Properties of the Relative Entropy

Properties of the Relative Entropy

In this article, we will introduce some important properties of the relative entropy, including lower semi-continuity, convexity, compactness of sublevel sets based on the Donsker-Varadhan variational formula.

Let $X$ be a Polish space, and $\mathcal{B}$ be the corresponding Borel $\sigma-$algebra. We denote by $\mathcal{P}(X)$ the set of probability measures on $(X,\mathcal{B})$.

Definition 1. For $\nu\in \mathcal{P}(X)$, the relative entropy functional (also called KL divergence) is a mapping $H(\cdot \Vert\nu ): \mathcal{P}(X)\to \overline{\mathbb{R}}$, defined by

$$
H(\mu\Vert\nu):=\begin{cases}
\int_X \log \left(\frac{d\mu}{d\nu}\right)d\mu,& \text{if } \mu\ll \nu\\\
+\infty,& \text{otherwise}
\end{cases}.
$$

Remark 1. Since $s(\log s)^{-}$ is bounded for $s\in [0,+\infty)$, whenever $\mu\in \mathcal{P}(X)$ is absolutely continuous with respect to $\nu$,

$$
\int_X \log \left(\frac{d\mu}{d\nu}\right)^{-}d\mu=\int_X \frac{d\mu}{d\nu}\log \left(\frac{d\mu}{d\nu}\right)^{-}d\nu<+\infty.
$$

It follows that the relative entropy is well-defined.

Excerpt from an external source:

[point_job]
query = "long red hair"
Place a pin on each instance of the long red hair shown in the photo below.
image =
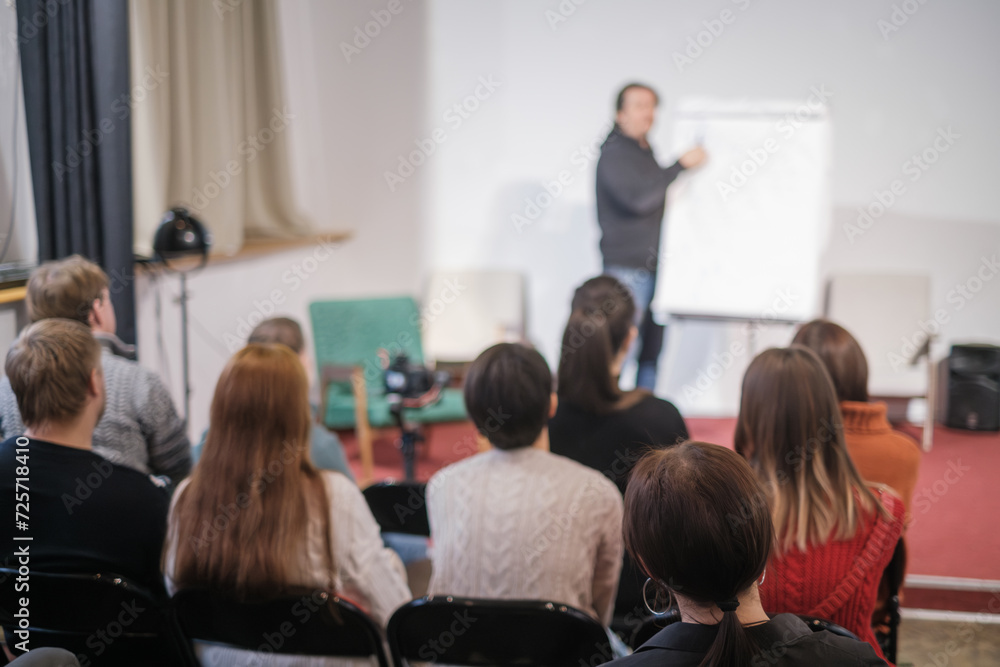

Lemma 1. For $\nu\in \mathcal{P}(X)$, the relative entropy $H(\cdot\Vert\nu)$ functional is positive definite, namely, $H(\mu\Vert\nu)\ge 0$ and $H(\mu\Vert\nu)=0$ if and only if $\mu=\nu$.

Proof. It suffices to consider the case where $H(\mu\Vert\nu)<+\infty$. Since $s\log s\ge s-1$ with equality if and only if $s=1$,
$$
H(\mu\Vert\nu)=\int_X \frac{d\mu}{d\nu}\log \left(\frac{d\mu}{d\nu}\right) d\nu\ge \int_X \left(\frac{d\mu}{d\nu}-1\right) d\nu=\int_X d\mu-\int_Xd\nu=\mu(X)-\nu(X)=0.
$$
And the equality holds if and only if
$$
\frac{d\mu}{d\nu}=1\quad \nu-a.e.\ ,
$$
if and only if $\mu=\nu$. This complete the proof. $\square$

Proposition 1. Let $f:X\to\mathbb{R}$ be a bounded measurable function and $\nu\in \mathcal{P}(X)$. The following conclusions holds.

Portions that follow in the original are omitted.